Wnt subgroup medulloblastomas account for approximately 10 percent of sporadic pediatric cases, are equally distributed between males and females, and typically occur in adolescents and young adults [39]. Wnt tumors are thought to arise from lower rhombic lip progenitors in the dorsal brainstem and generally exhibit classic histology (Figure 1B) [40]. With a very low rate of metastatic spread, it is perhaps unsurprising that 5-year overall survival for Wnt-medulloblastoma exceeds 95 percent, making it the most prognostically favorable molecular subtype of medulloblastoma [41].

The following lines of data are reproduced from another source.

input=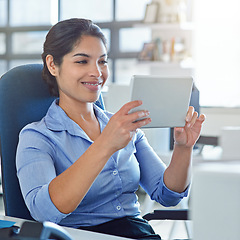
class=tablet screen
[131,75,193,128]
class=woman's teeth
[83,82,101,86]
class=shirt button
[117,206,121,211]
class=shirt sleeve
[16,124,68,223]
[135,130,189,207]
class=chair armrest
[143,209,190,221]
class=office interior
[0,0,240,239]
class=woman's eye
[100,60,108,64]
[76,60,87,64]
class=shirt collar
[45,99,109,139]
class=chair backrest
[0,64,104,219]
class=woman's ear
[46,55,57,77]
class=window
[0,0,151,83]
[194,0,240,107]
[10,0,54,26]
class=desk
[0,216,129,240]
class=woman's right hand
[100,101,151,153]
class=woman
[16,19,205,239]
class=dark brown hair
[42,18,106,97]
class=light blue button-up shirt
[16,101,188,228]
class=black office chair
[0,64,188,229]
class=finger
[198,114,206,123]
[129,118,152,131]
[174,127,184,133]
[128,110,150,122]
[185,106,195,122]
[118,100,142,114]
[186,112,198,128]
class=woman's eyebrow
[73,53,107,58]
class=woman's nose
[90,64,102,78]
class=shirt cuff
[161,177,189,206]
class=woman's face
[50,35,109,105]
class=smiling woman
[16,19,204,239]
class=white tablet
[131,75,193,128]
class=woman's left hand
[174,106,206,147]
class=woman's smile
[82,81,103,91]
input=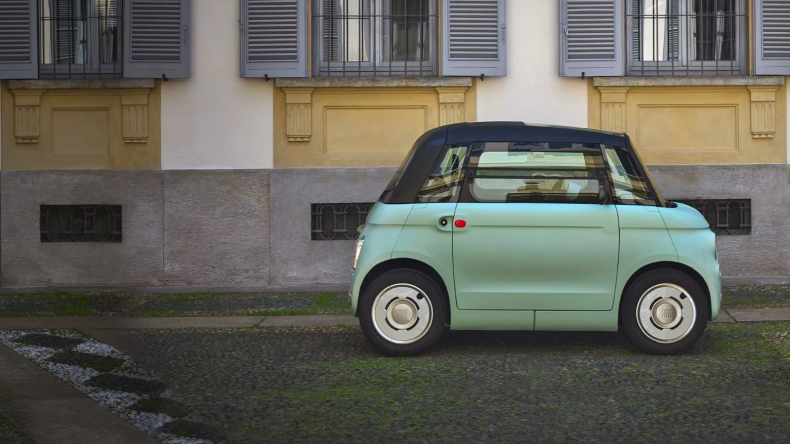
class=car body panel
[535,310,618,331]
[349,202,412,313]
[659,204,722,320]
[450,309,535,331]
[453,202,619,310]
[612,205,678,310]
[392,203,456,305]
[349,122,721,331]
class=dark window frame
[624,0,751,77]
[36,0,124,79]
[310,0,440,77]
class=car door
[453,143,619,310]
[392,145,469,287]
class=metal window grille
[678,199,752,236]
[626,0,749,76]
[41,205,123,243]
[312,203,373,241]
[312,0,438,77]
[38,0,123,79]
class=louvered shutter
[241,0,308,78]
[754,0,790,75]
[560,0,624,77]
[0,0,38,79]
[442,0,507,77]
[123,0,190,79]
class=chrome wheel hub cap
[371,284,433,344]
[636,284,697,344]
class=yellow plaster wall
[274,82,477,168]
[588,79,787,165]
[0,81,161,170]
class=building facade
[0,0,790,289]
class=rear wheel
[359,269,447,356]
[622,269,708,355]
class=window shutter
[241,0,308,78]
[754,0,790,75]
[0,0,38,79]
[441,0,507,77]
[123,0,190,79]
[560,0,624,77]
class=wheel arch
[354,258,452,324]
[617,261,713,325]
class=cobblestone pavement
[0,285,790,317]
[94,323,790,444]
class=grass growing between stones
[129,397,189,418]
[85,373,165,395]
[49,351,126,373]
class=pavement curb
[0,308,790,330]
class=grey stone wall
[648,165,790,281]
[164,170,270,287]
[0,171,163,287]
[271,168,395,285]
[0,165,790,289]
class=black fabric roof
[446,122,627,146]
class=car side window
[604,145,656,206]
[417,145,469,203]
[468,142,605,204]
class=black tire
[620,268,710,355]
[359,268,448,356]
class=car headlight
[351,239,365,271]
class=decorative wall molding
[121,91,148,143]
[283,88,315,142]
[748,86,779,139]
[12,89,44,144]
[598,87,630,133]
[436,87,469,125]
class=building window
[311,203,373,241]
[678,199,752,236]
[313,0,438,76]
[40,205,123,243]
[626,0,749,76]
[38,0,122,79]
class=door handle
[437,216,453,231]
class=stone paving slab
[713,310,735,322]
[260,315,359,327]
[0,344,158,444]
[727,308,790,322]
[0,316,264,329]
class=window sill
[277,77,472,88]
[593,76,785,88]
[8,79,156,89]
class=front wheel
[622,269,708,355]
[359,269,447,356]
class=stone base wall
[0,165,790,291]
[648,165,790,282]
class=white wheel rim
[371,284,433,344]
[636,284,697,344]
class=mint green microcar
[349,122,721,355]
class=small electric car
[349,122,721,355]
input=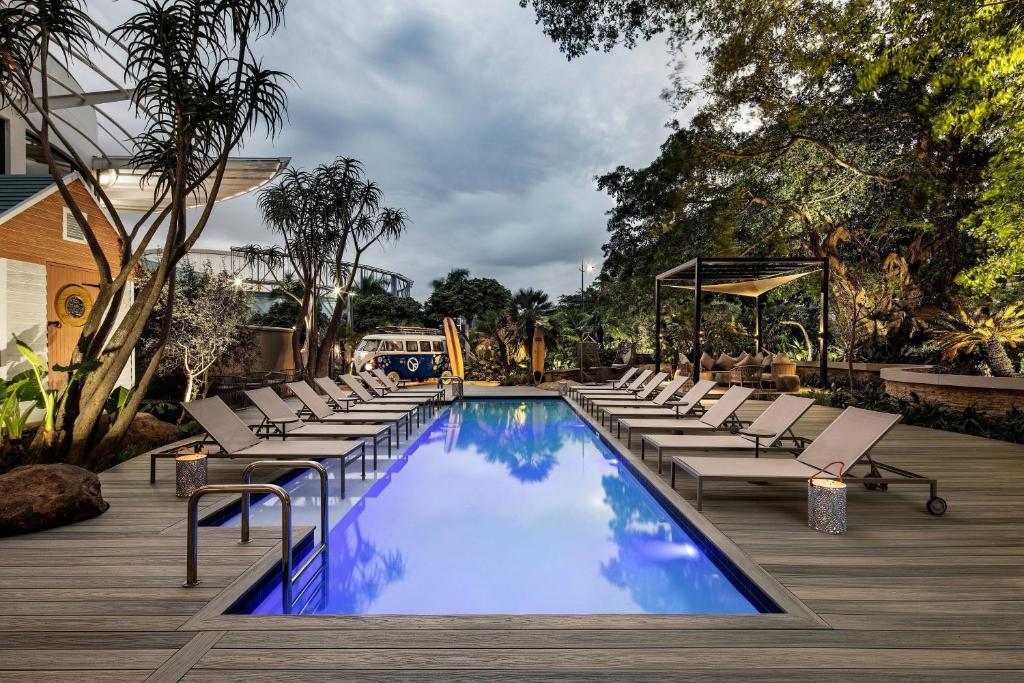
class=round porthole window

Wnt peptides are a collection of highly conserved, lipid-modified glycoproteins which bind to the Frizzled family of transmembrane receptors to transduce intercellular signals upstream of APC and β-catenin. Although first identified as a proto-oncogene in a mouse model of breast cancer, autocrine and paracrine Wnt signaling is critical for embryonic development through regulation of cell migration and proliferation, body axis patterning, and cell fate determination [42]. Noncanonical Wnt pathways involved in planar cell polarity and calcium homeostasis have also been identified, but these networks operate independent of APC and β-catenin and are not involved in oncogenesis. In contrast, deregulation of the canonical Wnt pathway is associated with diverse malignancies, including skin, breast, lung, esophageal, colorectal, prostate, ovarian, and brain cancer [36]. With respect to the pathogenesis of medulloblastoma, alterations in Wnt signaling that promote stabilization and nuclear localization of β-catenin are common to both syndromic and sporadic tumors. In particular, somatic mutations of CTNNB1, the gene that encodes β-catenin, and loss of chromosome 6 are present in the majority of sporadic Wnt-medulloblastomas. As such, β-catenin immunohistochemistry has become a routine component of pathological analysis following resection of medulloblastoma (Figure 1F).

The first mouse model of Wnt-medulloblastoma was recently developed by selectively expressing a stabilized allele of CTNNB1 in progenitor cells from the lower rhombic lip [40]. Concordat with human Wnt-medulloblastoma, murine tumors from this system display classic histopathology. But unlike human cases, mouse Wnt-medulloblastomas have a low penetrance, long latency, and only develop in the setting of concurrent TP53 mutation. Much like other molecular subgroups, Wnt-derived tumors are associated with mutations and copy number abnormalities to genes that

are peripherally related to the driving oncogenic pathway. One such mutation identified in human tumors is phosphoinositide 3-kinase catalytic-α subunit E545K (PI3KcaE545K), a constitutively active, mitogenic enzyme that is also present in approximately 30 percent of breast cancers [43]. When incorporated into the aforementioned murine Wnt-medulloblastoma model, tumor formation is universal and complete within 3 months of birth [44]. Although neither TP53 mutation nor PI3KcaE545K expression is sufficient for Medulloblastoma development in insolation of Wnt pathway misactivation, these data further support the hypothesis that peripheral regulators and downstream effectors are critical for medulloblastoma tumorigenesis.

Sonic hedgehog

More common in infants than adolescents, and slightly more prevalent in males than females, misactivation of the Shh pathway is found in approximately 30 percent of all sporadic pediatric medulloblastomas [41,45]. Shh-medulloblastoma, which is rarely metastatic upon diagnosis and frequently associated with nodular/desmoplastic histology, is considered to have an intermediate prognosis with approximate overall survival ranging from 60 to 80 percent (Figure 1D) [46,47]. Given the prevalence of this molecular signature, immunohistochemistry for growth factor receptor-bound protein 2-associated-binding protein 1 (GAB1), a transmembrane mediator of Shh signaling, is routinely performed for medulloblastomas (Figure 1E).

Hedgehog (Hh) proteins, such as Shh, are secreted glycolipoproteins that control cell fate and proliferation by binding to the transmembrane protein Ptch [32]. In the presence of Shh, Ptch-mediated repression of Smoothened (Smo) is released. In turn, Smo triggers a signal transduction pathway that culminates in Glioma-associated oncogene transcription factor (Gli) activation [48,49]. Gli2 is the primary downstream effector of developmental Hh signaling, but the mechanism and targets by which Gli2 facilitates Hh-dependent gene expression to drive medulloblastoma formation remain unclear [50].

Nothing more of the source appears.